Allgäu
Impfpflicht spaltet Bauern und Verbände

Die Impfpflicht bei der Blauzungenkrankheit sorgt im Allgäu für Zündstoff: Sie spaltet nicht nur die Landwirte in zwei Lager, sondern auch die Allgäuer Landräte. Die Frist für die Impfungen ist abgelaufen und langsam zeichnet sich bei den Landratsämtern ab, wie viele Bauern sich tatsächlich geweigert haben, ihre Tiere zu impfen. Nach derzeitigem Stand werden es wohl im Oberallgäu am meisten Landwirte sein. Aber auch in den anderen Allgäuer Landkreisen hat seit der ersten Impfung im vergangenen Jahr die Zahl der Impfverweigerer deutlich zugenommen.

Doch auch auf politischer Seite sorgt die Impfpflicht bei der Blauzungenkrankheit für Wirbel. Der Unterallgäuer Landrat Hans-Joachim Weirather wirft seinem Oberallgäuer Kollegen Gebhard Kaiser vor, «trotz Absprache einen Alleingang zu gehen». Auch der Ostallgäuer Landrat Johann Fleschhut fordert von Kaiser eine einheitliche Vorgehensweise: «Wir sind alle gezwungen den Weg der Zwangsgelder zu gehen - auch das Oberallgäu.» Bei einem Treffen aller schwäbischen Landräte haben sich die Politiker auf einen gemeinsamen Weg verständigt. «Es gibt die Möglichkeit Zwangs- oder Bußgelder zu verhängen, oder auch beides. Wir haben uns damals alle für niedrige Zwangsgelder entschieden», sagt Fleschhut.

Kaiser weist die Vorwürfe seiner Kollegen zurück: «Das Oberallgäu geht keinen Alleingang.» Trotzdem stellt er sich hinter seinen Stellvertreter Anton Klotz, der vorerst die Vollstreckung der Zwangsgelder aussetzen will: «Wir haben die Zwangsgeld-Bescheide versandt und werden nicht weiter handeln, bis gerichtlich die Fragen geklärt sind.»

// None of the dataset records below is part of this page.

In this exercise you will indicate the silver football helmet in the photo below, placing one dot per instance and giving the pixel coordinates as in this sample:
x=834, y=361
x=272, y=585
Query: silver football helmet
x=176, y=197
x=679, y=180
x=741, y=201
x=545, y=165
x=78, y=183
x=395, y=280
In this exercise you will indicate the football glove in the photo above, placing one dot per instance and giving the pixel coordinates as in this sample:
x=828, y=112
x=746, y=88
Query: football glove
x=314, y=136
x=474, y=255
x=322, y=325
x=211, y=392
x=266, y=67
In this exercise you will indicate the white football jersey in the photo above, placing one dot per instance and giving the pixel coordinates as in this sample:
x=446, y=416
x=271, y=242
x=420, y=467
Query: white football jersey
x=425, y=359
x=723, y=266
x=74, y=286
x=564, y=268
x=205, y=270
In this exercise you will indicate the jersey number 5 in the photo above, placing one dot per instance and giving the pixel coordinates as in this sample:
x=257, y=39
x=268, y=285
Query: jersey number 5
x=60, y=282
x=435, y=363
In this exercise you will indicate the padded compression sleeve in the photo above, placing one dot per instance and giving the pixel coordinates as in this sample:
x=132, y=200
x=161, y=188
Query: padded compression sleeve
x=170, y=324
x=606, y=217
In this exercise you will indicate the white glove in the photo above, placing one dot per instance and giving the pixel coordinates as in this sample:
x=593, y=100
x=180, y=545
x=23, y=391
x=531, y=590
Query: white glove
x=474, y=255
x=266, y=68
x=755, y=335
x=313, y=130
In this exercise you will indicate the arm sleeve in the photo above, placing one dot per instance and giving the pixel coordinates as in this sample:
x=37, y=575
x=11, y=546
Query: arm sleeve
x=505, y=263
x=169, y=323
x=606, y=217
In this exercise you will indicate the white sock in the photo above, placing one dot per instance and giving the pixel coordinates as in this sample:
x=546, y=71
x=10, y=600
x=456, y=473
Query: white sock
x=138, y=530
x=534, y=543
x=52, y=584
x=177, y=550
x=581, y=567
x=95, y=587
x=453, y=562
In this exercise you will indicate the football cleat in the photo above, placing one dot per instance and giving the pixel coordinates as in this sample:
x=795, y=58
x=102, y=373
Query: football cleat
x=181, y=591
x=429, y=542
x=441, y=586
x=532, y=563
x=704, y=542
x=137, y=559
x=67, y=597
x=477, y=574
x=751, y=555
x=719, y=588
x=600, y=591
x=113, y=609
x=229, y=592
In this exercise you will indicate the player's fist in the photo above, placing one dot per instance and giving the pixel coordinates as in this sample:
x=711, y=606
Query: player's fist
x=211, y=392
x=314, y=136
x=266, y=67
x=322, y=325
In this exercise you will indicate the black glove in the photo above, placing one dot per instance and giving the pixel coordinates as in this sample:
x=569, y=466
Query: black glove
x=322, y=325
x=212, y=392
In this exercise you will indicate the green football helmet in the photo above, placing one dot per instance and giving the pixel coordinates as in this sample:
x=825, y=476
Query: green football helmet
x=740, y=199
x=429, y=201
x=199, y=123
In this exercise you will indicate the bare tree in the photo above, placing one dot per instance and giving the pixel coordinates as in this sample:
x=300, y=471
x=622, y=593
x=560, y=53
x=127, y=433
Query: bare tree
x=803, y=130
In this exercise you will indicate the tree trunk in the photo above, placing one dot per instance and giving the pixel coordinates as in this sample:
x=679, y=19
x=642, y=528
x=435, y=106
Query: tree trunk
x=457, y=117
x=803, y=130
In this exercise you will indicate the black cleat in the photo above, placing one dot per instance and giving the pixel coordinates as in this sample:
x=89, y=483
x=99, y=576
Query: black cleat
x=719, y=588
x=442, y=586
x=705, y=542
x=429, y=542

38 Todesfälle nach Impfung

Grund für diese Entscheidung seien auch die Nebenwirkungen, die durch die Impfungen auftreten. «Die Landwirte hatten die Möglichkeit uns Nebenwirkungen nach Impfungen zu melden», sagt Klotz. Dabei seien bei 165 Betrieben unter anderem auch 38 Todesfälle aufgetreten. Zwar seien diese Fälle nicht von Tierärzten geprüft worden, doch bei der Vielzahl an Meldungen gehe er von «beachtlichen Nebenwirkungen» aus.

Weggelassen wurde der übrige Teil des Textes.